Riesgo siempre se corre. No sabe uno en dónde va a saltar la chispa de la casualidad que provoque el desencadenamiento de las cosas. Ahí tienen por ejemplo a Eneas; ha ido y venido en medio del desastre; los aqueos se salieron con la suya y entre astucias y audacias lograron que los teucros metieran el caballo a Troya. Y eso que Laocoonte se los había advertido pero como todas las cosas tienen anverso y reverso, los sitiados optaron por meter el animalote de madera en la ciudad con las consecuencias que ya todos sabemos. Los hombres han sido todos pasados a cuchillo; las mujeres y los niños están ya separados para repartírselos como parte del botín. Ya debe haber ocurrido la escena espeluznante en la que el hijo de Héctor, Astianante, es precipitado desde lo alto de la muralla ante los ojos desesperados de su madre Andrómaca, a quien no le queda más remedio que asumir que ya no tiene marido que la defienda y que de haber sido la esposa del mayor héroe de Ilión es ahora una pieza de intercambio entre la soldadesca vencedora. Y el único al que no le ha pasado nada, y no porque se haya andado escamoteando al peligro porque bien que ha estado peleando contra los invasores todo lo que ha podido sino que hay veces que a uno le toca y veces que no.

En esas está cuando ve acurrucadita en un rincón del templo de Vesta, tratando de esconderse, nada menos que a Helena, la hija de Tíndaro, la esposa de Menelao que huyó con Paris –porque nada ni nadie la ha reivindicado todavía de la culpa de haber aceptado el rapto-, la causante de todas las tragedias habidas y por haber en este enfrentamiento.

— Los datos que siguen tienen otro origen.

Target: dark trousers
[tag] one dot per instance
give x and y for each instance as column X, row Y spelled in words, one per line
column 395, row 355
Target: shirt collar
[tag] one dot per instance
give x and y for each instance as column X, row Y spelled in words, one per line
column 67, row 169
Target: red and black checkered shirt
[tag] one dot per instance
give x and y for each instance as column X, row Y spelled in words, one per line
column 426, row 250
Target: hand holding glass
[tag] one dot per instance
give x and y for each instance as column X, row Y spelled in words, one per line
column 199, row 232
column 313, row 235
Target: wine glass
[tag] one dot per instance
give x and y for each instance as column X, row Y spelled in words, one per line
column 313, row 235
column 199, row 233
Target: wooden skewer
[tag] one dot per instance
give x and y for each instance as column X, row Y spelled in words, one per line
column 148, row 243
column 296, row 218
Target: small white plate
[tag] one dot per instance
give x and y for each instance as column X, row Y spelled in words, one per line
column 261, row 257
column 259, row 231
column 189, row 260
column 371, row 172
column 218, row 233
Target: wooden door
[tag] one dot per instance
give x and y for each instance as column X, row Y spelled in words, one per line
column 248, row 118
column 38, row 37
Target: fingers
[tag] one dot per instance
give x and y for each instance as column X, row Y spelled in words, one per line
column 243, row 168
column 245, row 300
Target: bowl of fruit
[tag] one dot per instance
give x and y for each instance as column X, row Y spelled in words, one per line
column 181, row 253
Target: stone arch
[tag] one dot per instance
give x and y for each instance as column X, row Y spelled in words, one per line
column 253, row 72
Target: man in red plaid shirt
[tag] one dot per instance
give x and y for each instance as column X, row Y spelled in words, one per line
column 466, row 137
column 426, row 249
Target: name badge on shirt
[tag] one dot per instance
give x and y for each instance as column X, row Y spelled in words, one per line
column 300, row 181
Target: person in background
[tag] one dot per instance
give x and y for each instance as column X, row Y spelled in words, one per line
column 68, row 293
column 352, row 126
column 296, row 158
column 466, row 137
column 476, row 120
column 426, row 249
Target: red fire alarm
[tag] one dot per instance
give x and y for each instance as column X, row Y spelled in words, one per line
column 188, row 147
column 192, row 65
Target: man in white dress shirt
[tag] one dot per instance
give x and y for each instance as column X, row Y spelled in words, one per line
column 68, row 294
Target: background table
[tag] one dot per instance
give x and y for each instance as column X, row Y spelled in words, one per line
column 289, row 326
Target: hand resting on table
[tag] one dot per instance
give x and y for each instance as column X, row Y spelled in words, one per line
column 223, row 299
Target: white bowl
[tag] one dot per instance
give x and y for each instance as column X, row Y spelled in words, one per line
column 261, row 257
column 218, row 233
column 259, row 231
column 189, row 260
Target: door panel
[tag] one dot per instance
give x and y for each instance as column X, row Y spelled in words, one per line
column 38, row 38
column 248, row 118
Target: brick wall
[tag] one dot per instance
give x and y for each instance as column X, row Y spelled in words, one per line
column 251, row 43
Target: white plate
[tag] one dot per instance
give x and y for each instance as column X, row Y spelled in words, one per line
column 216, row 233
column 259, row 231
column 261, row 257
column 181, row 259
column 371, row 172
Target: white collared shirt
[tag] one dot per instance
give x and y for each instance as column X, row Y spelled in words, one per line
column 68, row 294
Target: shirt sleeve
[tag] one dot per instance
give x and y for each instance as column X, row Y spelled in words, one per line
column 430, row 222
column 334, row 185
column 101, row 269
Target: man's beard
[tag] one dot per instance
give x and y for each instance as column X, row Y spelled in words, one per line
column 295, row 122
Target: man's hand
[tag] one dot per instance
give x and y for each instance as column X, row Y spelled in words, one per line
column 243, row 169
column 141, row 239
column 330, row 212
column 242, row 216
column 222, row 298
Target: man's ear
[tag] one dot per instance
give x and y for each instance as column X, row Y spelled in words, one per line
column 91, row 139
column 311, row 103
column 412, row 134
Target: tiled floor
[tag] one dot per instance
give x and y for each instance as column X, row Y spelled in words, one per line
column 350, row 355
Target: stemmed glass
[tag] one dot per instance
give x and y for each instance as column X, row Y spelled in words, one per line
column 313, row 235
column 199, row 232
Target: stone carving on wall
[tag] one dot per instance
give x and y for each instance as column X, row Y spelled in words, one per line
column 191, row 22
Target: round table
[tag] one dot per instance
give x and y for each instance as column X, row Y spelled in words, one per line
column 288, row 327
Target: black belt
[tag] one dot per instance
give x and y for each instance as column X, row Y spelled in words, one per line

Su primer impulso es matarla; si por ella han muerto todos los héroes, si por ella Príamo, el poderoso rey viejo ha sido ignominiosamente asesinado por Pirro, el hijo de Aquiles, que no heredó ni un ápice de la grandeza de su padre; si por ella el mundo se ha trastocado, los templos han sido saqueados y ofendidas las divinidades patrias, lo menos que Eneas puede hacer es aplicarle una muerte justiciera, según la justicia de los hombres. Aunque los dioses, ya se sabe, piensan de otra manera.

Virgilio, pobre, qué puede hacer, si hace ya siglos que Homero la puso al lado de Menelao recibiendo la visita de Telémaco, el hijo de Ulises, no precisamente arrepentida pero sí tachándose a sí misma de loca por haber cedido a la voluntad de los dioses. O sea, viva después de estos acontecimientos. Pero qué puede hacer Eneas que siente el impulso de matarla y está en situación de hacerlo. Por fortuna lo resuelve su madre, Venus, que una vez más se le aparece y le dice que no quiera intervenir en los designios divinos -que están fuera del tiempo-, que mejor vaya y busque a su pequeño hijo Iulo y a Creusa, su mujer y convenza a Anquises, su padre, de que abandonen Troya, en donde no tienen ya nada que hacer, y se vayan a buscar un nuevo destino que será nada menos que el imperio romano, si es que llegamos al final de la Eneida. Claro que habrá que pasar por muchas pruebas y superar montones de obstáculos, pero siempre son así las grandes causas. Hay que correr riesgos porque si no la vida no sabe a nada.